And I don't mean that lightly.
Obviously, they'll appeal, because that's what lawyers do to make more money from their client. But for those who've watched this ridiculous egocircus play out, and for those who were damaged by it, it's still refreshing to see this result.
I bet someone's kicking himself now that they didn't request a jury trial so they could parade around with pancakes and preachers and stuff.
A nice turn of phrase from the judge's opinion: “The innocent, continuing shareholders of HealthSough do not have “unclean hands,” and Scrushy, who does, cannot use them to strum the harp of equity.”
Heh.
(Although, I do sort of wish he'd have said 'guitar,' given the defendant's stellar country music career.)
Had to stop at Target on the way home from church last night for some stuff. I parked and let Reba and Cat out to go in while Boy and Rebecca stayed with me in the car. Rolled the windows down and sat there for a minute to quietly collect my thoughts.
Been a long week and all.
Sat there vegetating, and ever so steadily, the sound of the shopping center's piped-in music began to register in my mind. The same instrumental, quiet, pervasive, calming tones one hears in elevators and suburban strip malls.
It's...no, surely not.
Then Jonathan piped up, "Hey--you hear that!? It's that song from Guitar Hero!"
Otherwise known as "Paint It, Black" by the Rolling Stones. Shorn of every bit of rollingness or stonitude, dipped in warm goo and made background noise for people walking to and from their car.
It was just all kinds of odd.
I enjoy my chosen vocation, aside from two things--having to climb up on top of things, and getting all hot and stinking from performing that task.
I have always been a bit unnerved by heights anyway, and now that I wear bifocals, it's worse. You glance out the bottom of your lenses and the world goes all blurry, and that's very disconcerting when you're on the edge of a roof.
And then there's this whole thing of having to climb that ladder--wobbly aluminum extension ladders, laid up against slick metal copings or fascias, and never with enough sticking out at the top to hang onto as you make that last step onto the roof.
Finally, let's face it--I am not feathery. Even though in my youth I was blessed with the stunning athletic grace of a young Junior Samples, age has slowed my reflexes somewhat, and I must admit I now have the supple elegance of a lard-filled barrel. And once you put a lard-filled barrel atop spindly aluminum spindles, well, it's just not good.

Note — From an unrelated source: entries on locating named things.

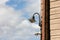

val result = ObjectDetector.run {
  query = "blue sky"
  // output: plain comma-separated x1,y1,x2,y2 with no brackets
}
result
0,0,41,40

So--going up, bad. Coming down?
An order of magnitude more bad.
You've got that whole "can't see out the bottom of your glasses" thing, and the dizzying feeling you get when you're off the ground, and the shaky slidy ladder part of the equation, and then there's the certain knowledge that the laws of physics are trying their best to kill your blobby self. Maybe if I did this all day, every day, it might be better. I might get used to it, and be like one of those crazy Mohawk ironworkers who build skyscrapers.
Somehow, I doubt it.
Anyway, you get all through, and manage to get back to earth without dying, but you smell like you have.
It's late spring here in the sunny Southland, meaning it's already like Satan's own barbecue outside, and it's even hotter on top of a building, and even sweatier when you're losing fluids due to intense fear. And then you have to come back inside the building and have afternoon meetings with polite folk who don't sweat and stink in public. To top it off, I have to go to church tonight for our vacation Bible school, and be around other people who've gotten to go home and wash off the day's funk. Me? I'll have another five more hours of accretion of stinkbits before then.
Other than that, though, it's all good. And they pay me regularly, too. So file all this under observations, not complaints.
OH--and by the way, unrelated to anything above, Boy is now an officially sanctioned holder of a learner's permit. Oddly enough, he hasn't been pestering me to go drive, although this could be because of the time demands of the aforementioned vacation Bible school. Or it could be that he already knows everything.
6-10-09 AND--it's Mohawk ironworkers, not Navaho. Look, I have a hard enough time keeping the Choctaw, Chickasaw, Cherokee, and Creek straight as to who does what.